Spend visibility is the level of oversight a company has about how, where, and why funds are used in business operations. It increases if a company can track and understand its expenses more comprehensively or accurately but decreases if there are difficulties in doing so.
It isn’t limited to tracking spending. It also requires real-time monitoring, spend analysis, and purchase lifecycle optimization. Overall, it gives a detailed and holistic picture of a company’s purchasing processes and financial operations and their productivity, efficiency, and efficacy.
Importance Of Spend Visibility In Business
The main importance of spend visibility is its ability to trace an audit trail behind any transaction. It will serve as a single source of truth for a company’s entire purchase cycle, allowing cost structure transparency, cross-referencing, and optimization. It will also help reduce errors that result in wasted funds and increased costs.
Specifically, high spend visibility should be able to provide information about:
• What is purchased?
• When is it purchased?
• Why is it purchased?
• Who purchased it?
• Who or where is it purchased from?
• How much is the purchase?
• What are the other items and costs involved in this purchase?
• What is the overall cost?
• How often this kind of purchase is made?
• How is it developing?
This data transparency from high spend visibility is invaluable in making data-driven business decisions on company spending. This is particularly important to understand and develop working capital management and procurement strategies effectively.
A granular look into a company’s procurement activity enables finance teams to allocate budgets accordingly, thereby mitigating risks related to not having a good budget and preventing operational losses.
The same granular overview can enable companies to uncover controlled and uncontrolled business cost trends. For example, it prevents maverick spending (i.e., purchases that don’t follow a company’s established procurement rules and procedures) and other areas of overspending, such as over-expensive suppliers. Make sure your business budget is spent wisely and in a planned manner.
Identifying and weeding out high-cost categories can also lead to cost-saving opportunities. For example, suppose two processes use different tools with the same function. In that case, the company can consolidate its expenses into a single service that can be used across the entire business to save more.
Lastly, it ensures a company can enjoy a competitive advantage and stay ahead of the game, even in the current economic climate. As mentioned, it helps a company to future-proof its business by making the best-informed, result-driven decisions and performing cost containment (i.e., reducing costs in a business to ensure or increase profitability).
Reasons Why Some Companies Don’t Have Good Spend Visibility
Traditional accounting and payment practices are the common reason why several companies lack visibility over their spending activities. They are typically processed manually, which is slow, tedious, error-prone, and distracts from higher-value actions.
Manual processes are also decentralized (i.e., controlled or managed by entities). This poor availability of a single source of truth can likely result in costly mistakes, such as duplicate payments or orders.
How To Improve Spend Visibility
The first way is moving away from old-fashioned payment methods, such as cards on file or paper checks. Instead, embrace modern digital payment solutions. This will make spending data much more visible.
The costs for the tools used to improve spend visibility vary depending on the functions or features a company would want to avail. Generally, it can range from as low as $9 to as high as $2000 per month. Despite these costs, companies using these tools achieved 5% -20% cost savings for each new money spent under management.

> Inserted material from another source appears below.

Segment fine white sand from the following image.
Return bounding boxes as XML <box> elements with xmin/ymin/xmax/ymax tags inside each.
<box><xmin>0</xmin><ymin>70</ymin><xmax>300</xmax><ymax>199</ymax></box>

For new, small, or struggling businesses who need financing, they can tap into alternative lenders. They offer the easiest personal loans to get online because they are more lenient towards borrowers with poor cash flow and credit than other traditional lenders.
Moreover, digital payment solutions are automated, saving companies more time and reducing the likelihood of time-consuming and costly errors. Plus, they offer savings opportunities to companies and customers, such as supply chain finance and dynamic discounting.
For big companies, besides digital payment solutions, it is recommended to adopt a centralized spend management system into one digital platform. Opt for a suitable internal access control system to ensure large efficiency improvements.
Ideally, a centralized spend management system with a broader enterprise resource planning (ERP) system is recommended. This gives better visibility over company-wide spending, ensuring people across a company are on the same page.
Lastly, automating spend-related processes using spend management software is also good. It further improves a company’s efficiency in data collection and analysis. Apart from payment processes, it can also provide opportunities to automate cash flow and demand forecasting as well as supply chain activities, such as inventory and supplier management.
Final Thoughts On Business Visibility Spending
Adopting digital systems to improve spend visibility is important in business. It helps companies get comprehensive insights into their finances and increase spending efficiency, resulting in better working capital management.